Now, fun little tip for if you are working with a leather, a real leather. Because you may have been wondering why I have a rolling pin sitting over here next to me the entire time. If you're working with leather, a real leather, it can actually take some heat and some steam. So you can utilize this when, and if you want to either press a seam open. If you want to make a crease in something, you can use some heat and some pressure.
If you go to a leather shop, you can actually find it's a big mallet. Sometimes there are wooden mallets, sometimes they're rubber mallets, and you actually just pound on this leather. You get hot and then you pound on it. And that can work. Now, a lot of times I'm doing sewing either early in the morning, people are still asleep in my house and I don't wanna make that much noise.
So what I do is I'm going to take and I have my iron heated up. It has a steam function. So I wanna make sure that I'm getting some steam. Make sure or just some heat. I can see a little bit of steam coming out.
I'm getting my leather nice and hot. I'm not pressing down on it. I'm just hovering. And I keep feeling it's getting warmer. There, now I get some nice steam, okay?
Getting warm. I'm gonna warm it up on both sides. You can actually almost feel it get way more flexible. It's not as rigid. While it's still warm, I'm gonna fold it.
Wherever I want that seam allowance to be, wherever I want that seam to be. And then I'm going to use my rolling pin. Now, if you had a much bigger piece or a much larger project, you could be rolling this whole thing out but I'm simply applying pressure trading that crease. And I'm gonna keep doing that until the leather cools down. So there, it's cool to the touch.

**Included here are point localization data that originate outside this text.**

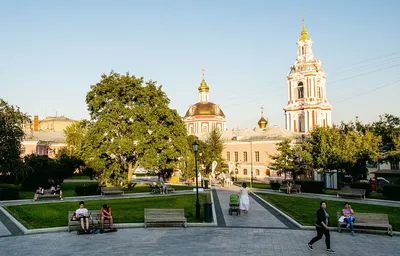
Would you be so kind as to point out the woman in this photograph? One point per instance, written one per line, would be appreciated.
(322, 228)
(348, 213)
(244, 198)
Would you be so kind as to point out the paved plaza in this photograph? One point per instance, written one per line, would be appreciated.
(260, 232)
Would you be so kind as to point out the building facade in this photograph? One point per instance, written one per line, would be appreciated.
(307, 105)
(204, 116)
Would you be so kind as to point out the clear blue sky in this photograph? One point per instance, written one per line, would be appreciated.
(52, 51)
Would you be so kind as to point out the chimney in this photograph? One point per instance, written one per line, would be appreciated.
(36, 123)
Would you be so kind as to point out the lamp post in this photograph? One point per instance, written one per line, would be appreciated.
(195, 147)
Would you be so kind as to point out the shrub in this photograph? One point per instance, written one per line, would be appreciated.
(87, 190)
(362, 185)
(392, 192)
(275, 185)
(9, 192)
(311, 186)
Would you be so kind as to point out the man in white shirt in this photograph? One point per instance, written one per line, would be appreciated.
(82, 215)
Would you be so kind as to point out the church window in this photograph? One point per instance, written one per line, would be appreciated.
(244, 156)
(300, 90)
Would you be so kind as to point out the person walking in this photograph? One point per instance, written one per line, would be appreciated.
(244, 198)
(322, 228)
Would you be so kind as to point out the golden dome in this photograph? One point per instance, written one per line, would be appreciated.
(304, 33)
(204, 109)
(203, 86)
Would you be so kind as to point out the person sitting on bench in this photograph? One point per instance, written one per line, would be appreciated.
(82, 214)
(106, 215)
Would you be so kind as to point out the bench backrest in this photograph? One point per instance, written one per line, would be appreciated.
(164, 212)
(370, 217)
(110, 188)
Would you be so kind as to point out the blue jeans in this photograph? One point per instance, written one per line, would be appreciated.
(349, 221)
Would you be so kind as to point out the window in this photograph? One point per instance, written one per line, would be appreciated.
(244, 156)
(319, 94)
(300, 90)
(394, 165)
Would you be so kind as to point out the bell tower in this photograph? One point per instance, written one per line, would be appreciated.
(307, 106)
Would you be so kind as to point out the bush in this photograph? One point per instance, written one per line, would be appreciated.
(311, 186)
(87, 190)
(275, 185)
(363, 185)
(9, 192)
(392, 192)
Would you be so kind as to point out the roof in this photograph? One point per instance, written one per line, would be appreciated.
(45, 136)
(204, 108)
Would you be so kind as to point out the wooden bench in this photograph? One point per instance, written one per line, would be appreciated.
(45, 194)
(351, 192)
(164, 216)
(295, 188)
(76, 224)
(111, 191)
(368, 220)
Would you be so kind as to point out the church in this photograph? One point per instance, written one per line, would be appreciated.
(248, 151)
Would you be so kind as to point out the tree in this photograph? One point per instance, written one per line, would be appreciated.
(131, 124)
(283, 161)
(12, 121)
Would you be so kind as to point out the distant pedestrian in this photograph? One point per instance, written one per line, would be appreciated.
(322, 228)
(244, 198)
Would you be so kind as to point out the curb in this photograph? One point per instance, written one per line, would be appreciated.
(395, 233)
(26, 231)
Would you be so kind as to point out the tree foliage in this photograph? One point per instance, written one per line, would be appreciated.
(131, 124)
(12, 121)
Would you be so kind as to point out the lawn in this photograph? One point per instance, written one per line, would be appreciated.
(303, 210)
(124, 210)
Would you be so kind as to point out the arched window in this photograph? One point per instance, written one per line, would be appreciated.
(300, 90)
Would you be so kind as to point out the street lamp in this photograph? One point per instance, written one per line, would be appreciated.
(195, 147)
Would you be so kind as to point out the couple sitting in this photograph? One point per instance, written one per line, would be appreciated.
(82, 215)
(347, 217)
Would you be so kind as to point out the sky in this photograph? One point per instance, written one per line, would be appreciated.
(53, 51)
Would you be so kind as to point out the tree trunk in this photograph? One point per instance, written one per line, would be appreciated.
(131, 171)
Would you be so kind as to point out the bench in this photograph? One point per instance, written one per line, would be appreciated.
(351, 192)
(111, 191)
(76, 224)
(368, 220)
(295, 188)
(46, 193)
(164, 216)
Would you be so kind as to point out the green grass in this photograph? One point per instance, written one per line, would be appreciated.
(303, 210)
(79, 177)
(124, 210)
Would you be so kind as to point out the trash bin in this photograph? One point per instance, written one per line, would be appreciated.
(205, 184)
(208, 212)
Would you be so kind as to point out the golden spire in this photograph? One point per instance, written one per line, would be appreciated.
(262, 123)
(203, 86)
(303, 33)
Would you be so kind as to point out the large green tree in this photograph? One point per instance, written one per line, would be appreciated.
(131, 124)
(12, 121)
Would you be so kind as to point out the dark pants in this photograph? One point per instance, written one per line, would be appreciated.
(320, 232)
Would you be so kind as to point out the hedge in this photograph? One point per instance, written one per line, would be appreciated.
(392, 192)
(87, 190)
(311, 186)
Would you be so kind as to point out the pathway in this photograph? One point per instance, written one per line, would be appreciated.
(257, 217)
(333, 198)
(196, 241)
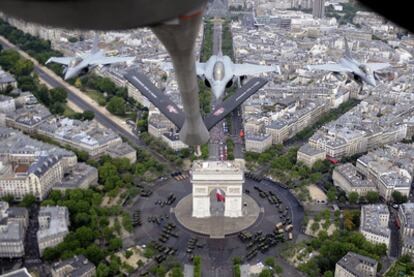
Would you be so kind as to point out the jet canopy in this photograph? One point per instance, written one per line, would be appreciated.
(218, 71)
(74, 62)
(365, 69)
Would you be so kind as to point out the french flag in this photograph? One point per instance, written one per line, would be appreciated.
(219, 196)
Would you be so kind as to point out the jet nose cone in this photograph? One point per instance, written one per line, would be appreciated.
(218, 91)
(69, 74)
(372, 82)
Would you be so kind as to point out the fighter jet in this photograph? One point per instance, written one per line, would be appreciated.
(76, 66)
(176, 115)
(359, 72)
(219, 72)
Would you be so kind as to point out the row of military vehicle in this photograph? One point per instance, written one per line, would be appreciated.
(157, 219)
(163, 251)
(179, 176)
(258, 242)
(170, 200)
(191, 245)
(136, 218)
(167, 232)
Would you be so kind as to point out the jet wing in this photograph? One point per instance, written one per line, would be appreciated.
(334, 67)
(231, 103)
(60, 60)
(200, 68)
(378, 66)
(111, 60)
(253, 69)
(156, 97)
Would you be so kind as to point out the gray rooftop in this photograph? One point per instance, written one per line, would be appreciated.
(371, 219)
(77, 266)
(22, 272)
(352, 262)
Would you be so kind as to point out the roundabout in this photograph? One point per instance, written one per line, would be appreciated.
(216, 251)
(216, 226)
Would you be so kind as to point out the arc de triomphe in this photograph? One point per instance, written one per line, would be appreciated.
(228, 176)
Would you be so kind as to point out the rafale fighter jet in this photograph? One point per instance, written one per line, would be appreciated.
(359, 72)
(176, 115)
(219, 72)
(76, 66)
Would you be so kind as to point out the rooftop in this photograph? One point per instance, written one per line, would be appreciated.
(372, 219)
(352, 262)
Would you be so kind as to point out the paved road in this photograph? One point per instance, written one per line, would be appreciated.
(217, 254)
(84, 105)
(216, 143)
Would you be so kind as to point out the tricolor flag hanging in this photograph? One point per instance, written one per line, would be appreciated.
(219, 196)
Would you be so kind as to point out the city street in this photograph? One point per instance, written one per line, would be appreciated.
(216, 253)
(86, 104)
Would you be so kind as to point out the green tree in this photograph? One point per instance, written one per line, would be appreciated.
(331, 194)
(9, 198)
(278, 269)
(266, 273)
(28, 200)
(315, 226)
(353, 197)
(328, 274)
(270, 261)
(58, 95)
(398, 197)
(116, 106)
(115, 244)
(95, 253)
(372, 197)
(88, 115)
(102, 270)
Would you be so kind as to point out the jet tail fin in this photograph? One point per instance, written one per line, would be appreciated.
(95, 46)
(234, 101)
(156, 97)
(348, 53)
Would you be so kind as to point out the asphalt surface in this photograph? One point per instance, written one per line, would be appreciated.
(100, 117)
(217, 254)
(217, 137)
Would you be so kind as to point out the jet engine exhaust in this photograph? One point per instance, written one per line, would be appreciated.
(179, 40)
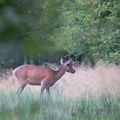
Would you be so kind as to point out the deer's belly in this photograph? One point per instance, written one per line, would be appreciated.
(34, 82)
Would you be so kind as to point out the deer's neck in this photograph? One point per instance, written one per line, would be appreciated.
(59, 73)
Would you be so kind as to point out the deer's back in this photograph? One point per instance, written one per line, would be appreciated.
(33, 72)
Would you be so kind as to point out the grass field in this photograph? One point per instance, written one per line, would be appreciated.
(89, 94)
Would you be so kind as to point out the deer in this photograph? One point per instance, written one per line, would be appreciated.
(41, 75)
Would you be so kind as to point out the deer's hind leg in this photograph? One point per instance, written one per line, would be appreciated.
(23, 83)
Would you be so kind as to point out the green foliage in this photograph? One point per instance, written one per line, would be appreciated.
(29, 29)
(91, 27)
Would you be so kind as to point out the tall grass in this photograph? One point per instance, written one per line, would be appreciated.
(89, 94)
(30, 106)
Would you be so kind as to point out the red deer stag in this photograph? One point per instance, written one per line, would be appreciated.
(38, 75)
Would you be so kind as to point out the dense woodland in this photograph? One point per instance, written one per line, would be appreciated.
(39, 31)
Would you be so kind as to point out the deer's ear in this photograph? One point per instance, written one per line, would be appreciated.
(61, 61)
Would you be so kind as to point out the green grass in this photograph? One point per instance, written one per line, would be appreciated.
(31, 106)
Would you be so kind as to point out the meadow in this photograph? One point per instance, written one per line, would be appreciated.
(89, 94)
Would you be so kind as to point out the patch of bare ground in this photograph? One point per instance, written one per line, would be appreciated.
(86, 82)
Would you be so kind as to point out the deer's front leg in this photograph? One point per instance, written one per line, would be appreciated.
(48, 90)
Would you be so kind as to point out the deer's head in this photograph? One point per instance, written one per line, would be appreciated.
(67, 65)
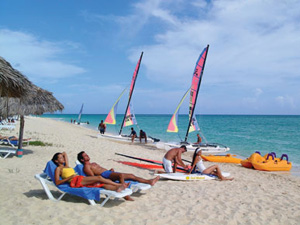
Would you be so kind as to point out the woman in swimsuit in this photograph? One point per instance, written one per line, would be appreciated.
(198, 166)
(68, 175)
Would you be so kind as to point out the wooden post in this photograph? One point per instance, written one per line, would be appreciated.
(20, 145)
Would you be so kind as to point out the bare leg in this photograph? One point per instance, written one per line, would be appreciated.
(216, 171)
(127, 176)
(113, 188)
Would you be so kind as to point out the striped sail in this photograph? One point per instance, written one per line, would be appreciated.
(111, 116)
(130, 117)
(127, 111)
(196, 81)
(194, 125)
(173, 127)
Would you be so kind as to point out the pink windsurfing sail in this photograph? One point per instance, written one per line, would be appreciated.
(194, 125)
(136, 71)
(173, 126)
(111, 116)
(130, 117)
(196, 81)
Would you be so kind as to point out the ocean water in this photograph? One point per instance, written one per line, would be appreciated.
(244, 134)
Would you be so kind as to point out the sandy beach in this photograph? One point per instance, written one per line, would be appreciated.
(253, 197)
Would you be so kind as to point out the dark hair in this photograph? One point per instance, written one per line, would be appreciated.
(194, 156)
(55, 157)
(80, 157)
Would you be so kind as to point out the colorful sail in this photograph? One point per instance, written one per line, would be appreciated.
(173, 127)
(111, 116)
(130, 117)
(136, 71)
(196, 81)
(79, 115)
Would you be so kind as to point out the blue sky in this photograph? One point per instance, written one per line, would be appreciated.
(86, 52)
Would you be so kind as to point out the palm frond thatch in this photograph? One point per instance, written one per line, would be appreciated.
(12, 82)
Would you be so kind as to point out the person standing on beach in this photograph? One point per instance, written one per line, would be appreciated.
(94, 169)
(197, 166)
(199, 140)
(132, 134)
(174, 155)
(102, 127)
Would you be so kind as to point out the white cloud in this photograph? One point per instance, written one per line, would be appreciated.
(251, 42)
(286, 101)
(37, 58)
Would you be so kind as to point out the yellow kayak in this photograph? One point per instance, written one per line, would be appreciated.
(221, 158)
(273, 164)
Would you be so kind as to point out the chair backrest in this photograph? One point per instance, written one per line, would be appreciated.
(79, 170)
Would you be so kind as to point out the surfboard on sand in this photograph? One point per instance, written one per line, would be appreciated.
(148, 166)
(190, 177)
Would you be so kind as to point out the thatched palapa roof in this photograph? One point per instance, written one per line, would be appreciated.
(12, 82)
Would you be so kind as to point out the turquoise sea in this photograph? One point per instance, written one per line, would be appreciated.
(244, 134)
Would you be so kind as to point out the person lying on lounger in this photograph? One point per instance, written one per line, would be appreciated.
(12, 138)
(68, 175)
(197, 166)
(94, 169)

You can see now a nice crease in the leather. Here's the piece that I didn't use any heat too. Let me see if I'm just trying to press it. It's not gonna stay. A little bit of steam.
Use your rolling pin, a bottle, something to get some really nice even pressure along there. And you could easily press open a seam or make a nice crease in your leather. So those are a lot of great tips for how to tackle leather, faux leather, faux fur, how to encase seams, how to stitch nicely on all the fabrics, how to make invisible seams when it comes to working with faux furs. So next time maybe you're making a costume or you want to add some fun trim to something, don't be afraid to utilize all these fabrics in your next project. It's not as hard as it looks.
With these simple tips, I think you'll find it's really pretty easy and fun.